Labour needs to have a plan ready for when voters start to focus again.
What is certain is that Ardern remains the best person for Labour in 2023.
For other MPs, things are less certain. The other number that will be worrying Labour is the number 21. That is the number of MPs it would lose on the latest poll result. It would go from a caucus of 65 to 44.
As the reality of that sinks in, things will get a lot more fractious among MPs scrambling for the liferafts that a good list ranking offers.
Both parties have been beset by mini-scandals in the past week.
National has had to contend with revelations about the past of new Tauranga MP Sam Uffindell and allegations of bullying, and Labour with allegations of bullying of staff by its MP Gaurav Sharma.

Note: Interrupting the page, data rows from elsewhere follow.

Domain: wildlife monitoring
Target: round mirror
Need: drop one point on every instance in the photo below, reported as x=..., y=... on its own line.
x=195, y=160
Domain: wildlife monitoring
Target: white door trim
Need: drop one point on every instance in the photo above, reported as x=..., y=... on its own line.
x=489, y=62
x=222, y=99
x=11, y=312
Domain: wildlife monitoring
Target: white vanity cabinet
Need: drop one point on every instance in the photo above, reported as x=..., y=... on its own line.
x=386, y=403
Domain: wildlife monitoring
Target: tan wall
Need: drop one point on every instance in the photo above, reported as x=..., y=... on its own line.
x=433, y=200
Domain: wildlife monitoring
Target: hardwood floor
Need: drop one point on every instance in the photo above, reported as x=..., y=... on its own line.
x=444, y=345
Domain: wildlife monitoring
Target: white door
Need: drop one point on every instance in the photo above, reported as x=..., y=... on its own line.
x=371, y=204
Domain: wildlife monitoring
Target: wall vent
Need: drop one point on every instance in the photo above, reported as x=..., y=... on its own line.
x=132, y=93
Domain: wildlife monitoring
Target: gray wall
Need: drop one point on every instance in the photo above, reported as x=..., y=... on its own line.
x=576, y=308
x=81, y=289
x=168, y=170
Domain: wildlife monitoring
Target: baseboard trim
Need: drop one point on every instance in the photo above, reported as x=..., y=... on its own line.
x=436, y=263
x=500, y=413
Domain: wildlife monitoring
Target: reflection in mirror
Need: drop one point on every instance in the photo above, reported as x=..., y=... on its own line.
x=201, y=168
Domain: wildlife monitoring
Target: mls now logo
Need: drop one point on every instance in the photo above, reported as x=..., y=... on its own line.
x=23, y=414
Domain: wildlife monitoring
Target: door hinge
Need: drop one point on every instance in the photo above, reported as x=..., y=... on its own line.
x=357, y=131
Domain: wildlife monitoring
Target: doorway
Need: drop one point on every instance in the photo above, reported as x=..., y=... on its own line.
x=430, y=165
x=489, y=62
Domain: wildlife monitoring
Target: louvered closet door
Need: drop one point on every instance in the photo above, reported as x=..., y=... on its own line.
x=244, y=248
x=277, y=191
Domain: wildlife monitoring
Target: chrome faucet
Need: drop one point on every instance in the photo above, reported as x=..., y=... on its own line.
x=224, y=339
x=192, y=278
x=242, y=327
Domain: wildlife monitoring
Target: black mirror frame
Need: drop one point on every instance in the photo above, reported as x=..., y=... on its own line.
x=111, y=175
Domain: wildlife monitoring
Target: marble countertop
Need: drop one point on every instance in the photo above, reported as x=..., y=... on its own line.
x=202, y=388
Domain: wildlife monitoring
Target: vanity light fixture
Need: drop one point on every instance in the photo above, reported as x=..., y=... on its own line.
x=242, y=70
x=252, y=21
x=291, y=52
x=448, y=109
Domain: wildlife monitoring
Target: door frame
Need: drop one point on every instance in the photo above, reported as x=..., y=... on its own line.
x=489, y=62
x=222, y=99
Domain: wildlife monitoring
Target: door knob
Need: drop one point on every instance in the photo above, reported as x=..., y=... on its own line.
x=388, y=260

It has also had to contend with Sharma's own kamikaze move: penning a piece in the Herald to attempt to paint it as a situation in which he was the one being bullied by Labour's whips and even the Prime Minister's office.
The moment Sharma's op-ed splashed up on the Herald site and in the newspaper there would have been a thrill of delight through the National ranks.
It distracted attention from National's own strife over its new MP Uffindell, who waits in the Bay of Plenty to find out whether he will make it past his first weeks in the job.
Sharma's explosion is also the first public rumbling from those on Labour's vast and over-populated back bench. At the moment, he is alone in that.
The cases of Uffindell and Sharma will not make much difference to the fortunes of the major parties in the long run.
The election will still be won and lost on issues such as the economy, leadership and trust.
The majority of voters will never have heard of Uffindell or Sharma and won't particularly care. Thus far both Luxon and Ardern have handled the respective issues sensibly.
Unless that changes, neither are important enough to damage their leaders or parties.
Both are, however, cautionary tales to others wanting to be MPs.
Uffindell is a warning that your past does come back to haunt you if you've been an idiot. Either don't be an idiot when you're young - or make sure you front-foot it if you have been.
Sharma is a warning that becoming an MP doesn't make you powerful, famous or influential - no matter what you are told.
Not enough attention is paid to giving candidates a realistic view of the job. There is emphasis on it being an honour and a privilege. Too many MPs think that equates to power, and privilege in a different sense of the word.
Sharma was a doctor and then suddenly he was a backbench MP, and the most irrelevant and impotent group in Parliament are Government backbench MPs.
They are the Parliament equivalent of the Year 9 student in Uffindell's situation - but with a lot less certainty that they will make it to Year 13.
It is now almost certain neither Uffindell nor Sharma will make it past Year 9.